I usually smile back and make a comment about how under the surface I am one meltdown away from completely losing my mind. I tell them that all parents are superheroes and that in some small way we all have secret magical capes.

But the truth is that there is no cape. There is just a mom. A mom who loves her children fiercely.

A mom on a journey that she does not understand. A mom fighting like hell to be enough. A mom trying to balance a career and a family and a home. A mom chosen for a life that scares her sometimes. A mom that others see smiling through the pain. A mom silently crying in the shower. A mom tired and worn down. A mom digging into every last reserve to take one more step forward.  A mom desperately trying to outrun fear and hopelessness.  To find balance. To try harder. To be better.

There is no cape. No magical powers. No man behind the curtain. Just a mom with a whole lot of love in her hear.

When my son was diagnosed with autism at ago two everything that I thought I knew about life changed. I boxed up all of the certainty and predictability and stored it away on a shelf. From that moment forward I was an autism mom. A parent to a child with a special need. Just another cape-less parent crusader on my own doing the best I could do.

And despite my silent prayers and relentless wishing; there was nothing to guide me along the way. No map. No rule book. No one to whisper in my ear and give me all of the answers.

So I am figuring it out as I go. And it is really hard. So much harder than I ever imagined it would be. And each day it is hard in new ways.

It is surrendering every ounce of control. It is watching your child struggle with things that are easy for other children. It is isolating and lonely. It is saying goodbye to the life you thought you would live. It is learning to embrace the new life. It is more patience than you have to give. More deep breaths than you care to give. It is digging in and doing the work. It is loving another person with everything inside of you. It is allowing that love to push you forward. It is watching that love catch fire. It is allowing yourself to be the flame. It is learning to be the fire.

It is somehow all of your worst fears and all of your most precious dreams at the same time.

Oh how I wish there was a magical cape. A beacon of hope. A symbol of strength.

At the first sign of a meltdown I would reach for my cape, tie it tightly around my neck and charge ahead with certainty and exuberance. During my son’s routine middle of the night episodes I would lie next to him in my cape and magically lure him into a deep sleep. At the park I would call on the powers of my magical cape to send my son a surge of age-appropriate communication and social prowess. My magical cape would work its magical powers to bring my magical wishes to life.
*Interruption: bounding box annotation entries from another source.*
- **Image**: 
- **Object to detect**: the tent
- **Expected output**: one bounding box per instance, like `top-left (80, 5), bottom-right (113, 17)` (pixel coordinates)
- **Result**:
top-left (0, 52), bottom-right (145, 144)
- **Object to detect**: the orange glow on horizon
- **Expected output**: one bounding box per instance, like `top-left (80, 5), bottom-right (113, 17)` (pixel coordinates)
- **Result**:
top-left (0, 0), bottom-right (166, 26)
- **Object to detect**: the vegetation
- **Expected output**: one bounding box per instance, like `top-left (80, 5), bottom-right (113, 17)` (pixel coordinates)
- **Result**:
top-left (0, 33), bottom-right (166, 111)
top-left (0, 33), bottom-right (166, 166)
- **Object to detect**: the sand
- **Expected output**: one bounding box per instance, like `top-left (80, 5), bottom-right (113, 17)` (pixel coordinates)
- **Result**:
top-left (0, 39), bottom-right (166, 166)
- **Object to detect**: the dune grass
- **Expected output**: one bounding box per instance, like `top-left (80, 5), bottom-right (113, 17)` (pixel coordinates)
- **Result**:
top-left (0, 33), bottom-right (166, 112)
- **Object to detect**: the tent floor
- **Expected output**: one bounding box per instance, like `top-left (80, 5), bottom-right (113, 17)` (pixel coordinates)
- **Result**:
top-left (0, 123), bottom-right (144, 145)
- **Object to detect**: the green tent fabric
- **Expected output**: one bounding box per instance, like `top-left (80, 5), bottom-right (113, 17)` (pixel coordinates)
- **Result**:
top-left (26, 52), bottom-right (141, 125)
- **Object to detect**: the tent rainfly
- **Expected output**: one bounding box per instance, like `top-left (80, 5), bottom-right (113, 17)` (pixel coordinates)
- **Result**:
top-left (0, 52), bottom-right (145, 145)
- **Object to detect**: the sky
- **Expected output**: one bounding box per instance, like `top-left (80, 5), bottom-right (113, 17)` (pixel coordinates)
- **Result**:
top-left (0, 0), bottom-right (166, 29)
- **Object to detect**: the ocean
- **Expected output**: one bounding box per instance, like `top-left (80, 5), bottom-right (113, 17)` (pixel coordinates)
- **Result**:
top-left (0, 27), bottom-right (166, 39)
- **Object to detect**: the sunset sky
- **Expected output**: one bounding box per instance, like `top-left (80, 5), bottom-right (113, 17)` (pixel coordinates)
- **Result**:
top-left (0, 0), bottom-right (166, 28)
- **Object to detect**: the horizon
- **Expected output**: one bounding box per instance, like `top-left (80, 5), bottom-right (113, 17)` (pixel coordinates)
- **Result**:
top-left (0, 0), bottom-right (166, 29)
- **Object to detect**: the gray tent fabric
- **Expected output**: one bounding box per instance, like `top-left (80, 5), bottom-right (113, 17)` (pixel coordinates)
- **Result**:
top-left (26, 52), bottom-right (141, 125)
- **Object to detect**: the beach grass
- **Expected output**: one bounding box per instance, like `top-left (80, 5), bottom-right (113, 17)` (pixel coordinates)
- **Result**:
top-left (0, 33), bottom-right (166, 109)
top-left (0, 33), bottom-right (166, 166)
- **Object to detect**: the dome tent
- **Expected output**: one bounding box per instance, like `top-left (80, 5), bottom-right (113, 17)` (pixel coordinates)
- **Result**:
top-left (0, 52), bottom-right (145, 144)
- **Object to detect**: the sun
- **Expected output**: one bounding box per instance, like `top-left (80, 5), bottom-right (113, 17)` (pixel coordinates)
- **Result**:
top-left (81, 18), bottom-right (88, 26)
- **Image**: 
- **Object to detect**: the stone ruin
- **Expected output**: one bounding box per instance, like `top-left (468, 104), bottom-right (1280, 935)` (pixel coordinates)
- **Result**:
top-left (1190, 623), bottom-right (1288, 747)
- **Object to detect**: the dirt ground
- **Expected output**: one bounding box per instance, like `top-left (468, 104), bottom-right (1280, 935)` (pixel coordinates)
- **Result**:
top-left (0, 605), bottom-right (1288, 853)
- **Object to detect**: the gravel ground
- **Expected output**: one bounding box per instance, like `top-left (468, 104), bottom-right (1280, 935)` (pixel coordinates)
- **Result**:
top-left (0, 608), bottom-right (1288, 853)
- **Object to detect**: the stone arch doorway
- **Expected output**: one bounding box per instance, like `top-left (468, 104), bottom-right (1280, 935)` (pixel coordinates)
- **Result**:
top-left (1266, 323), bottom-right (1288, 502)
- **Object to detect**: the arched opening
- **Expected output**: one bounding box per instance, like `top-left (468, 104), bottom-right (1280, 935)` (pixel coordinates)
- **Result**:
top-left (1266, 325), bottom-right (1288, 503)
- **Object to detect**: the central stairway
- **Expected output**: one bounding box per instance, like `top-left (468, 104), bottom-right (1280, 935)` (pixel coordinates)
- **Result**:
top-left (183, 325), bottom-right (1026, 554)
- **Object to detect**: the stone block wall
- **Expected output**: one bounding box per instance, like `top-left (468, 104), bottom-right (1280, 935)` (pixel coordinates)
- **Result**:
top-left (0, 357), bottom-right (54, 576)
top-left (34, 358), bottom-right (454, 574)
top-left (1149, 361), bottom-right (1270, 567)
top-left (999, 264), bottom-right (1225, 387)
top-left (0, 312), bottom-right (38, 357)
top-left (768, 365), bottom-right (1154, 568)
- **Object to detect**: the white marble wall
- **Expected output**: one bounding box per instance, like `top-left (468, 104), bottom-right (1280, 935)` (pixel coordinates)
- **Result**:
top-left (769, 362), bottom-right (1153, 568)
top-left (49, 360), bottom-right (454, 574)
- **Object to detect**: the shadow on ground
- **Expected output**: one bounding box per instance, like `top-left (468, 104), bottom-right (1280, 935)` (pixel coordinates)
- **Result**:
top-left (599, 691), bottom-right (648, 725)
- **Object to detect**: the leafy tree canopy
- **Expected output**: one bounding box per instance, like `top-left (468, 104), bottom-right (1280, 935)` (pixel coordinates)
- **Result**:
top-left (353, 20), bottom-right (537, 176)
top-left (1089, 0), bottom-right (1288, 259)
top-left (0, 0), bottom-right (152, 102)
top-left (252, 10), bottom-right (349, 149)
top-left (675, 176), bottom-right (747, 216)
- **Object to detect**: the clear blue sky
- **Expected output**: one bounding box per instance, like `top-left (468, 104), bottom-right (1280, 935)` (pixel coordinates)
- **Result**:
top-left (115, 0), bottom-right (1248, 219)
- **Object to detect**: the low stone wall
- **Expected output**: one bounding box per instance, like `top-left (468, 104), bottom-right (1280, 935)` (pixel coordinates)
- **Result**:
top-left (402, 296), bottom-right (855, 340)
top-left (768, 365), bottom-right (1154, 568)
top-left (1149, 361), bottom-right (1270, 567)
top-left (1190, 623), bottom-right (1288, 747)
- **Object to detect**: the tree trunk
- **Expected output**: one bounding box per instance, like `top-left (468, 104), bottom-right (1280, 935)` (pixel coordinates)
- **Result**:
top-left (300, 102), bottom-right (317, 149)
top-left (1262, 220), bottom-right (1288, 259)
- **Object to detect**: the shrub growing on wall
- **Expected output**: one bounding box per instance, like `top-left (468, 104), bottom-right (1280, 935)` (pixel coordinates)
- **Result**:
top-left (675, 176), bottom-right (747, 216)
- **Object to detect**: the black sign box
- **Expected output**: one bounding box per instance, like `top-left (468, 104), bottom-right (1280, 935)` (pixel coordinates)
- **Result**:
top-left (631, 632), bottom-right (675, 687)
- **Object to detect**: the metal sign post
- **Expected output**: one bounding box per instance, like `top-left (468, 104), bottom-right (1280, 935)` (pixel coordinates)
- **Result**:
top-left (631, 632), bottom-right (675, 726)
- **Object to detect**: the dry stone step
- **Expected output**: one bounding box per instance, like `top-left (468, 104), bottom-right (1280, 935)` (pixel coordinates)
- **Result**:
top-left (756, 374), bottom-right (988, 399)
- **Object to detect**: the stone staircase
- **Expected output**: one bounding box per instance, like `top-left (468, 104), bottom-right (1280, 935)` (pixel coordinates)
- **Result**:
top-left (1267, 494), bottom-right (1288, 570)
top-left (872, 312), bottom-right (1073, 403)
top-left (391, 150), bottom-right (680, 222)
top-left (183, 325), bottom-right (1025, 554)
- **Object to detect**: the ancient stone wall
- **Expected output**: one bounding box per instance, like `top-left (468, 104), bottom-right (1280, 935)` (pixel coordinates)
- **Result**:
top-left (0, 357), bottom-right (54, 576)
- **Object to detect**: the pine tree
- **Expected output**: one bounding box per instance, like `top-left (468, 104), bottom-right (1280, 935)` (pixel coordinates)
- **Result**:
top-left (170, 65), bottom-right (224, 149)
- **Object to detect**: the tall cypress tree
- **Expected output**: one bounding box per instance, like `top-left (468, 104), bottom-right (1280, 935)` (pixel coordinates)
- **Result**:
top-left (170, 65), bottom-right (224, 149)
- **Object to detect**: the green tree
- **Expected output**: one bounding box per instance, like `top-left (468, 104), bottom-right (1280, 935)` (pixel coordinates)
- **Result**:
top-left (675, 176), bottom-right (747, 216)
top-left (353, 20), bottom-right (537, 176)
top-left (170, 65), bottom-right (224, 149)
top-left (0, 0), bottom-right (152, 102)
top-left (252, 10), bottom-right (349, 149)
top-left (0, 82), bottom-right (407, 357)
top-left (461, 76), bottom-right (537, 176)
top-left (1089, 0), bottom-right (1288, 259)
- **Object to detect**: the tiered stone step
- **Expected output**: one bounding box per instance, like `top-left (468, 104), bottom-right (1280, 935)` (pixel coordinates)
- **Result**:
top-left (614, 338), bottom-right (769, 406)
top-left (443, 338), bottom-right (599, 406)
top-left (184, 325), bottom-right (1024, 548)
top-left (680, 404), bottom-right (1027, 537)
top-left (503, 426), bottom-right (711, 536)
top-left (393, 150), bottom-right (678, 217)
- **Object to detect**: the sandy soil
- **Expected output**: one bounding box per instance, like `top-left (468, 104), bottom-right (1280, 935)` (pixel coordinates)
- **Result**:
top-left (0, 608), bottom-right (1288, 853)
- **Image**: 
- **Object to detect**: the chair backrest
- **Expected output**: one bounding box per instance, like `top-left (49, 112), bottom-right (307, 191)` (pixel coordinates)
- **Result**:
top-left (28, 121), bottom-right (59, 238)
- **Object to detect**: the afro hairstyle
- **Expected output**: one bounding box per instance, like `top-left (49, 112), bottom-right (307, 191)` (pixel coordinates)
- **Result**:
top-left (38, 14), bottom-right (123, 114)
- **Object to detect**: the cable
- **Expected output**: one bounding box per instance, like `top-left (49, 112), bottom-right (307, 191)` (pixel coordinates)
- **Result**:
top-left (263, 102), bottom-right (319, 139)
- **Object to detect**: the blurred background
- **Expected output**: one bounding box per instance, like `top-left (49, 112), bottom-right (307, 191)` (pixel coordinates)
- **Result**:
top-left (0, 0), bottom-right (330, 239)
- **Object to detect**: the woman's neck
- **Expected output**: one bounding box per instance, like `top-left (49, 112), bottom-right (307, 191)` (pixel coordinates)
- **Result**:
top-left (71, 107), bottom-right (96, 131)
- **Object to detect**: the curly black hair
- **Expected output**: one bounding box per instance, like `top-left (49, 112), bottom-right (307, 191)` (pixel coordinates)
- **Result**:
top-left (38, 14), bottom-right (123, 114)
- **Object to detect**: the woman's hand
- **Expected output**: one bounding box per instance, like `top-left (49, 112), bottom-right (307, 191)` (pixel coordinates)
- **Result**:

But you see, the things I seek are not magical things. I do not wish to fly. I do not long for the power to be invisible. I do not need to save the world. 

Instead of magic and wonder,  I wish for calm. I wish for sleep. I wish for speech. 

And, as a child I never could have predicted those to be my 3 wishes. But then again their are a lot of things about my life that I did not predict.

And here I am. Navigating this journey with no magical cape. No glowing lantern to wish upon. So I had to find my own magic. 

Love.

Parenting a child with autism is hard. For a million different reasons. But the love is so much bigger than the hard every will be. The love is stronger and more steadfast than any fear that fills my head.

When autism barges in and creates a hole in our life; love fills it. When hard work and perseverance are not enough; love finishes it. When we reach the end of our patience and strength; love gives us more.

Love is not perfect, but nothing ever is. The love is enough. It is more than enough. And the love reminds me every single day that I am enough too. I am enough to wake up every day and walk this journey. No magic cape, no super powers. Just a mom. And a whole lot of love.